The Beijing Declaration and Platform for Action, adopted by 189 countries, remains to this day the most effective and comprehensive policy framework for achieving gender equality. While noting the immense amount of progress that has been made, yesterday’s event was all about the work that still needs to be done. This point was brought home, tragically, by the recent assassination of Libyan activist Salwa Bugaighis – a woman killed because she dared to speak up. Bugaighis was honored by the audience with a moment of silence at the start of the evening.
The tone of the event, however, was not one of defiance, but of action and unbridled optimism. “Let’s get to work!” was the message that echoed through each and every speech and performance. Phumzile Mlambo-Ngcuka, Executive Director of UN Women, proudly announced that she was giving gender inequality “an expiry date,” with the UN committing to achieving full equality by 2030.
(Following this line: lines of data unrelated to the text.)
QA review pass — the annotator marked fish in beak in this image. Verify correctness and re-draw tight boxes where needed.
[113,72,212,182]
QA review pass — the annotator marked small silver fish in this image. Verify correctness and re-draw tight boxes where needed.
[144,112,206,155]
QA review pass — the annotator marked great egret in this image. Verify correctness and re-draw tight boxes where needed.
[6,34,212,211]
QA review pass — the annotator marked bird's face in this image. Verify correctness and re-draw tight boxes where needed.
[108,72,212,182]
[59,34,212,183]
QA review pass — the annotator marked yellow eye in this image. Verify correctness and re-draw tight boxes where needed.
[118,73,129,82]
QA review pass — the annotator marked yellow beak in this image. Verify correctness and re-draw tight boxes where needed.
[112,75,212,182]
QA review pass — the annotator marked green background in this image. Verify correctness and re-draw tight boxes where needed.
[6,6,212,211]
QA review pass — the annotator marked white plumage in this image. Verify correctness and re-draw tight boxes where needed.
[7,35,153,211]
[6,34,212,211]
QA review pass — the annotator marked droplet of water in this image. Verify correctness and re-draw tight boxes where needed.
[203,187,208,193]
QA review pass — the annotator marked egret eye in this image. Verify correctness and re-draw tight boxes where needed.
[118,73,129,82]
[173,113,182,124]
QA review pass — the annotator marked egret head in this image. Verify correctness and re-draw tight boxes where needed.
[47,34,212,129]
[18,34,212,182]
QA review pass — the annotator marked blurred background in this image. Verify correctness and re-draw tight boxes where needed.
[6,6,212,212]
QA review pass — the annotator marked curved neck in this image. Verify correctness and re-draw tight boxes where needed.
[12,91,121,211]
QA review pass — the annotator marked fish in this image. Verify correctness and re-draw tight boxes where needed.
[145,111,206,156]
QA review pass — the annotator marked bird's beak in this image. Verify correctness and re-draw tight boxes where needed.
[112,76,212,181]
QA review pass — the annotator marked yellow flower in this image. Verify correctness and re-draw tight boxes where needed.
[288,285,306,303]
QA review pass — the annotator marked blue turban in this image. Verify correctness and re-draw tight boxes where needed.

The most notable absence yesterday was Clinton herself, although her historic words were channeled or repeated by nearly every person who took the stage. Many of them noted the many arenas in which women’s rights around the world are still being trampled today – sexual and domestic violence, economic inequality, education, FGM, early marriage – and reaffirmed their commitment to putting an end to all of these.
“What we want to do with this campaign is bring the message of gender equality back to the people, where it belongs,” said Lakshmi Puri, Deputy Executive Director of UN Women. “We want to launch this campaign with all the energy and mobilization that was evident in Beijing twenty years ago. That’s why we chose our slogan: Picture it! We want to ask people to envision a world were all women are empowered.”
Gloria Steinem, yesterday’s most notable presence, made a resounding appeal for equality: “The human race is a bird with two wings – if one wing is broken, no one can fly.”
Brooklyn-based performance group Girl Be Heard and poet and activist Carlos Andrés Gómez added luster to this message, denouncing violence and discrimination against women through powerful performance poetry.
“I think the future is bright!” Janel Scarborough, an audience member, asserted. “With social media, the world has become so much smaller…if we are tweeting and texting about this, millions of people can get the message. For so long, the gender gap seemed too vast, but now I really feel like we can get this done.”
It is a feeling that seemed to be shared by yesterday’s attendees. “Beijing+20” is a call to action, and one that needs to be heard around the world, to achieve its ultimate goal of ending gender inequality.
“This is not Mission Impossible; it is the mission of our time,” Mlambo-Ngcuka said, closing out the night.
“By 2030, we’ll be chilling. My grandchildren will say: ‘I hear that people used to treat girls badly – is that true?’ Because we can picture it, we can do it.”